For someone earning the national median household income of $42,000, an extra year of training could provide an additional $4,200 a year. Over the span of a career, that could easily add up to $30,000 or $40,000 of present value. If the year's education costs less than that, there is a net gain.

The payoff, of course, varies by individual. Another year of education will not have the same benefit for everyone. And school resources matter as well. According to studies by Professor Krueger and others, class size, teacher quality and school size can make a difference in the outcome. They have found that the effect of better schools is most pronounced for disadvantaged students.

There is less certainty about the big picture. That is partly because educational benefits accrue to the economy gradually, often showing up years after schooling is complete. Another problem is the difficulty of quantifying indirect benefits. One unknown, for example, is the degree to which formal education fosters new commercial ideas and technological breakthroughs.

While there is little doubt that there are benefits, those measurement challenges have led to big shifts in the conclusions of economic studies over time.
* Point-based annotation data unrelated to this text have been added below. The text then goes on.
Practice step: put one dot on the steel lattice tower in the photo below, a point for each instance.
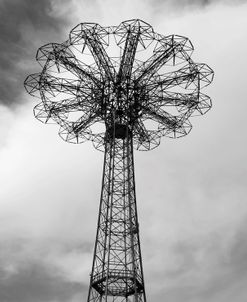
(122, 87)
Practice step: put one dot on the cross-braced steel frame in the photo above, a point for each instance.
(120, 87)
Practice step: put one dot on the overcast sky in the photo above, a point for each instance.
(191, 192)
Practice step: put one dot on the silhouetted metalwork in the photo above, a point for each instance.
(120, 87)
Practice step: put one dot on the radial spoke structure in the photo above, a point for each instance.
(122, 87)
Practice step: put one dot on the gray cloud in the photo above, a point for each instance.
(197, 3)
(23, 26)
(28, 277)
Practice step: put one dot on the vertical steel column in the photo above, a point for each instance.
(117, 274)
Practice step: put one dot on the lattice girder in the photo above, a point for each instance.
(129, 68)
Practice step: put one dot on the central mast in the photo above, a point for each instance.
(142, 86)
(117, 273)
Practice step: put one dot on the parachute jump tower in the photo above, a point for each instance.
(122, 87)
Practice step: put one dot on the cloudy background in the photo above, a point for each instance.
(191, 192)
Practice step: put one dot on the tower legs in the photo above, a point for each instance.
(117, 274)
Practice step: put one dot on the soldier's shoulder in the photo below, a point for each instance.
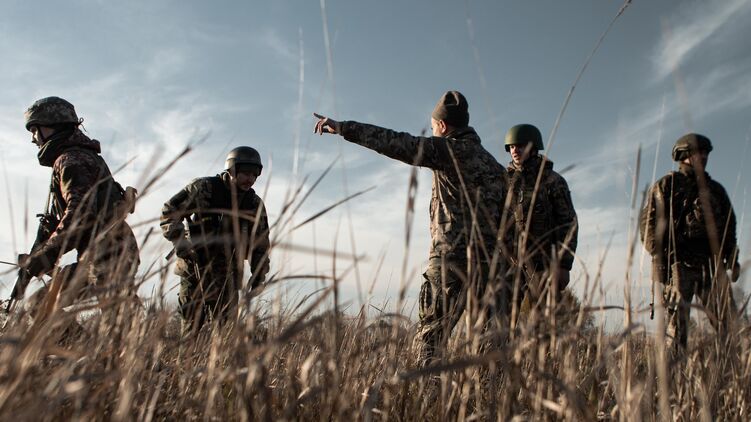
(204, 182)
(555, 181)
(717, 187)
(666, 180)
(75, 157)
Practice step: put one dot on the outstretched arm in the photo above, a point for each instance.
(431, 152)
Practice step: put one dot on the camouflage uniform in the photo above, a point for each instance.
(552, 232)
(469, 187)
(89, 207)
(222, 240)
(675, 230)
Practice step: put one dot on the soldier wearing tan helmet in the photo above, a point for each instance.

In the early 1990's, economists calculated big economic rewards from additional investment in education. A decade later, the conclusions were different: studies suggested that while one individual might gain advantage over another through greater education, there might be no overall economic benefit.

Today, economists suspect that the truth is somewhere in the middle. Jonathan Temple, an economist at the University of Bristol in England, says the research trend is moving back toward the earlier findings. The latest attempts to quantify the impact of education on total economic growth have tended to conclude that it is at least as significant as that measured for individuals.

Because indirect benefits can't be counted accurately, Professor Temple suspects an even bigger impact. Insofar as education enhances worker productivity, there is a clear benefit to the economy.

Two Harvard economists, Lawrence F. Katz and Claudia Goldin, studied the effect of increases in educational attainment in the United States labor force from 1915 to 1999. They estimated that those gains directly resulted in at least 23 percent of the overall growth in productivity, or around 10 percent of growth in gross domestic product.

The most important factor was the move to universal high school education from 1910 to 1940. It expanded the education of the work force far more rapidly than at any other time in the nation's history, creating economic benefits that extended well into the remainder of the century, according to Professors Katz and Goldin. That moved the United States ahead of other countries in education and laid the foundation for the expansion of higher education.

Today, more Americans attend college than ever before, but the rest of the world is catching up. The once-large educational gap between the United States and other countries is closing - making it increasingly important to understand what education is really worth to a nation.

If economists are right, it is not just part of the cost of maintaining a functioning democracy, but a source of wealth creation for all. That means that investing in the education of every American is in everyone's self-interest.

Still, we're a long way from being able to judge the right level of spending on education - and how to achieve it. With a college degree more important than ever, the cost of higher education is rising steeply, creating growing stress for many American families. With more study, researchers may be able to identify ways of reducing costs while increasing the payoff from education.

Taking our cue from Socrates, the first step may be to recognize what we don't know.